Lejos de desalentar la barbarie policial, las
autoridades federales y capitalinas las han aplaudido, han felicitado a
los uniformados agresores, les han garantizado la impunidad y se han
jactado de sus atropellos. Así, a contrapelo de los testimonios
videográficos que documentan las violaciones a la ley por parte de los
policías que agredieron a la ciudadanía el pasado 20 de noviembre en el
centro de la ciudad, el secretario de Seguridad Pública capitalino,
Jesús Rodríguez Almeida, los felicitó
por el trabajo demostrado, por el gran valor, gallardía, responsabilidad y sobre todo (porque) restablecieron el orden público le guste a quien le guste.

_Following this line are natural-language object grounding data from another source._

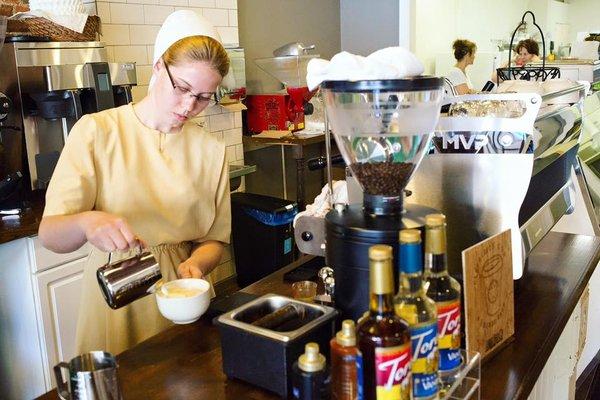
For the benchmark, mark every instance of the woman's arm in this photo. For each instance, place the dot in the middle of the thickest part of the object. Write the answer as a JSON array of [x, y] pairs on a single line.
[[204, 258], [66, 233]]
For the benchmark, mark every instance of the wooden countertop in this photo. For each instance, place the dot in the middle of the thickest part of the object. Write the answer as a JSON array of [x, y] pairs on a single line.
[[26, 224], [185, 361]]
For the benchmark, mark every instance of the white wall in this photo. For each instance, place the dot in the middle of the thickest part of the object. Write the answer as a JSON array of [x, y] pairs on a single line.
[[439, 22], [366, 27], [268, 24], [584, 17]]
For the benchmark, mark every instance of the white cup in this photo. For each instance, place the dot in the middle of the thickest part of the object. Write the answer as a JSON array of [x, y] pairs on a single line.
[[177, 301]]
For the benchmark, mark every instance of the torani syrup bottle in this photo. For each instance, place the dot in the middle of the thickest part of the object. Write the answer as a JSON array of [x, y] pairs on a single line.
[[310, 377], [413, 306], [343, 363], [445, 291], [383, 337]]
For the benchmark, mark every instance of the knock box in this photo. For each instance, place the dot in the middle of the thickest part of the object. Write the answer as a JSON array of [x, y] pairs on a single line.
[[264, 357]]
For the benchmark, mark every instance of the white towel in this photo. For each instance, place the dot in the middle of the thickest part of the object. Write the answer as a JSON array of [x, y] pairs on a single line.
[[388, 63], [182, 24], [322, 205]]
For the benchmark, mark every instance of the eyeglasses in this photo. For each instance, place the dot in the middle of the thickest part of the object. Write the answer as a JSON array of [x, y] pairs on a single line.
[[200, 98]]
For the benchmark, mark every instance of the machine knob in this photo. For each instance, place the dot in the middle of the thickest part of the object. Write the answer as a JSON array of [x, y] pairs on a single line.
[[5, 106], [306, 236]]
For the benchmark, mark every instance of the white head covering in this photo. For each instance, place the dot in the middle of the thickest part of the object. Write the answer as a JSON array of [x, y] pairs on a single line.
[[182, 24]]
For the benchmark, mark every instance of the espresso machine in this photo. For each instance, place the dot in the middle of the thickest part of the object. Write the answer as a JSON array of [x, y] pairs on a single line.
[[281, 111], [50, 85], [383, 129]]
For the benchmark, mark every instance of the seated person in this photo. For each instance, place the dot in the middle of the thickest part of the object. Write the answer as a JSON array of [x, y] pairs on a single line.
[[527, 50], [464, 52]]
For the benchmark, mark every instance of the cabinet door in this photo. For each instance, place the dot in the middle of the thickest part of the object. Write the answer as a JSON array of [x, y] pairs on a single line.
[[60, 294]]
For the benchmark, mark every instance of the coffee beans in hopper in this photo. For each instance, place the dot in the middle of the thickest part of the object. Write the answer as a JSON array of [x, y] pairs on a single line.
[[384, 178]]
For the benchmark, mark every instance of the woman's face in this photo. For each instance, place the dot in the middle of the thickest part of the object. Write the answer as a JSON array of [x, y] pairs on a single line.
[[524, 56], [185, 89], [471, 58]]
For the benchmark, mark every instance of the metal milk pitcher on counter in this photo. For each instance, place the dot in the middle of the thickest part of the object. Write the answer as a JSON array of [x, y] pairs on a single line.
[[127, 280], [92, 376]]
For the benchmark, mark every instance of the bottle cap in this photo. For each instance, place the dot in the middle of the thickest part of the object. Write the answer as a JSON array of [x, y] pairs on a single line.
[[347, 336], [410, 236], [380, 252], [435, 219], [411, 256], [311, 360]]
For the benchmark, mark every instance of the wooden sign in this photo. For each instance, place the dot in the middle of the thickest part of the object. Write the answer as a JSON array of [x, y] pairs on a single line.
[[488, 294]]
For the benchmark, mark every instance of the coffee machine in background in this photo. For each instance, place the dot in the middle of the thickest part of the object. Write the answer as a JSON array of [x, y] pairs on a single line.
[[51, 85], [383, 129], [282, 111]]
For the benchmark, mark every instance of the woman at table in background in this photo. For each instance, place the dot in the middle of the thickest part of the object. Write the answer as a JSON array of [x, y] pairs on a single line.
[[143, 173], [464, 53], [527, 50]]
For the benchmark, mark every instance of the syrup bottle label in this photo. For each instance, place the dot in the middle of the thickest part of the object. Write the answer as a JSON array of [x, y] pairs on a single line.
[[360, 391], [425, 360], [449, 334], [392, 372]]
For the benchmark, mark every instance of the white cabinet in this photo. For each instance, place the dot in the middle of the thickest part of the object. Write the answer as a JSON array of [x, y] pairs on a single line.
[[59, 293], [40, 293]]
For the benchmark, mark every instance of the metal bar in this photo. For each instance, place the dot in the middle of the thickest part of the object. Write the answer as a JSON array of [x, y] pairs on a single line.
[[328, 153], [283, 177]]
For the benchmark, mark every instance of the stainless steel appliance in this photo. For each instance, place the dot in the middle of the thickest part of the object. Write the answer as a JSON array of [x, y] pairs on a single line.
[[264, 356], [479, 170], [127, 280], [527, 192], [92, 376], [51, 85]]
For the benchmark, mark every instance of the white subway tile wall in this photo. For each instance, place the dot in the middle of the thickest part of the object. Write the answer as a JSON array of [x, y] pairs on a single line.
[[129, 28]]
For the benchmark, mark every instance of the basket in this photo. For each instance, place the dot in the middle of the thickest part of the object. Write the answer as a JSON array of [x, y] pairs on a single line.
[[43, 27]]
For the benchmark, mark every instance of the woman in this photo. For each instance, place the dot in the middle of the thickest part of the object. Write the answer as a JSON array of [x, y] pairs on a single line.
[[527, 51], [464, 53], [143, 174]]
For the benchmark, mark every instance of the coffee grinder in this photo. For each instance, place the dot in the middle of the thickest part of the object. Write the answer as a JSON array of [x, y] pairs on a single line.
[[383, 129], [280, 111]]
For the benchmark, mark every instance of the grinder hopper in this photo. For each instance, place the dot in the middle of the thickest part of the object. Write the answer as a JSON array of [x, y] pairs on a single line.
[[383, 129]]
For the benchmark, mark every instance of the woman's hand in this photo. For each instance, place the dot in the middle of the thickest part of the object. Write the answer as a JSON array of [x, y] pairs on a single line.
[[108, 232], [204, 258], [189, 269]]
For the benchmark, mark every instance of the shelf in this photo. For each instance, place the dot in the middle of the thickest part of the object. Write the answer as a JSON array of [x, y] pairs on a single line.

El cinismo de la declaración es inocultable porque lo que hicieron los uniformados fue más bien colaborar con los encapuchados (o los encapuchados colaboraron con los policías) en la destrucción del orden público y legal. Allí están los videos.
Con una evidente
diferencia de grados y niveles la agresión policial contra ciudadanos
que tuvo lugar en Iguala se replica en la ciudad capital y tanto Peña
como Mancera empiezan a parecerse el uno al otro y ambos, a José Luis
Abarca, el ex munícipe ahora preso que, según la versión oficial,
ordenó la atrocidad.
En la jornada del 20 de noviembre se hizo
visible la enorme energía social nacida de la exasperación ante la
persistente conducta delictiva de las autoridades, pero también la
condición incurable y progresiva de un régimen despótico y extraviado
que hoy, le pese a quien le pese (como debió haber dicho Rodríguez
Almeida en lugar del lapsus autogratificante
le guste a quien le guste), ha terminado por contagiar al gobierno del Distrito Federal. Pero, tanto si pretendían arrastrar al grueso de los manifestantes a la violencia como si querían escarmentarlos y disuadirlos de que sigan ejerciendo sus derechos políticos, los gobernantes fracasaron: además de los seis asesinados y los 43 desaparecidos de Ayotzinapa, hoy hay otras 11 víctimas de la violencia oficial y otras tantas causas de indignación; la acción de los violentos que sabiéndolo o no colaboran con la represión ha quedado abrumadoramente deslegitimada y las emboscadas policiales ya no producen miedo, sino rabia, a una ciudadanía que sigue queriendo vivos a los 43 que le faltan y libres a los 11 inocentes a los que la alquimia policiaco judicial ha transformado en culpables.